The hardware in the C64 was capable of much more than what its 64 KB of memory allowed.
A typical game could use 8 KB of sprites (sometimes they used several single color ones
on top of each other to get a higher resolution and finer animation), 2 custom charsets
at 2 KB each, several songs occupying 8 KB or more. Perhaps it used double buffering
since a full screen scroller required a lot of data to be moved, and you have 3 KB
in screen data gone (2 screens, 1 colorinfo). Add a whole bunch of levels and it
is clear that getting the games to run in a single load was difficult if not impossible.
Some games had such high graphical standards that you simply had to load data
as required. Summer Games is a good example. Epyx set high standards with its
high framerate animation and excellent backdrop graphics. Each event is basically
a game in its own. Epyx was a US based company where disk drives where abundant, so
these games were often really designed for disk owners (although the C64 disk drive
was notoriously slow).
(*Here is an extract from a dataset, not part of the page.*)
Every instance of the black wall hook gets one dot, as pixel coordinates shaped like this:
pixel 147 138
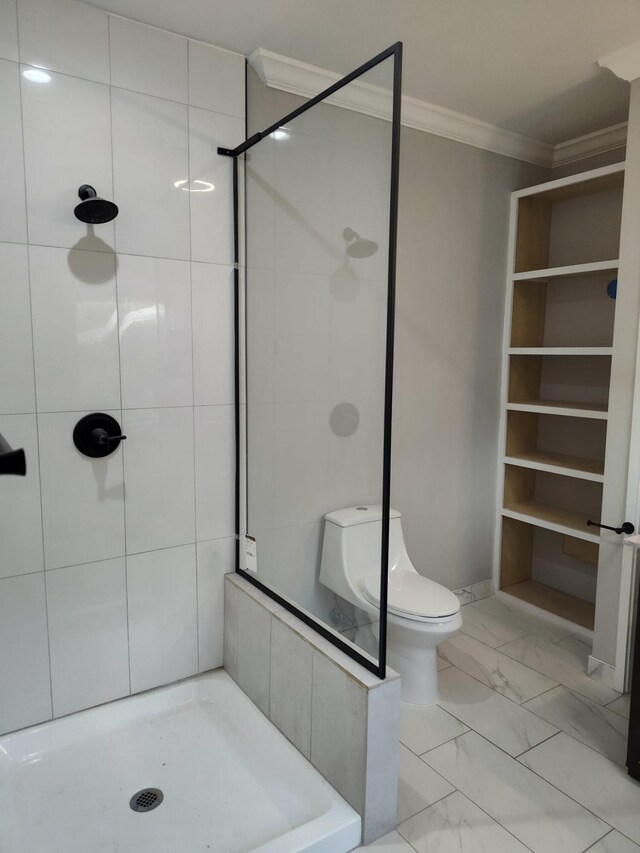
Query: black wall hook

You can imagine how this was for those playing it on tape!
The C64 tape drive transfers about 50 bytes per second, and unless the data was
compressed, filling the whole 64 KB of ram with data could take 21 minutes! The
real loading time was usually around 4-5 minutes since most games didnt require
the whole memory to be filled with data and often used compression.
With the Amiga 1000 you had 256 KB of ram, usually expanded to 512 KB and with the
very popular Amiga 500 this had grown to a 512 KB base ram, and most people expanded
it with another 512 KB breaking the 1 MB barrier. But as with the C64, the chipset
of the Amiga required so much more ram since you had higher resolution display,
more colors, sampled sound playback. Game creators soon met the same barriers in
these computers.
Well the history goes on... a typical 2008 Personal Computer comes equipped with
2 GigaByte of ram. Yes, you dont think much about it but we are talking 4096 times
more memory than a base Amiga 500, and 32768 times more memory than a Commodore 64!!!
There is no wonder why these computer still spawn a new interest in old computing
because it is absolutely fantastic to realise how much you can achieve even with
1 KB of memory. Which is actually the basis for a whole genre within the demo
scene, and indeed a challenge for even the best programmers. Once spoiled with
gigabytes of ram that is so easily mis-used it is hard to understand how they
can make a word processor in some kilobytes of ram. Your current OS even swaps
like a madman to a drive that reads thousands of times faster than the C64 drive
because it cant even fit its current software. Think about that for a while and
appreciate the days where programmers had to think about which opcodes to use
so they could shave off a byte (or indeed a execution cycle) to make their
game run fine within its boundaries.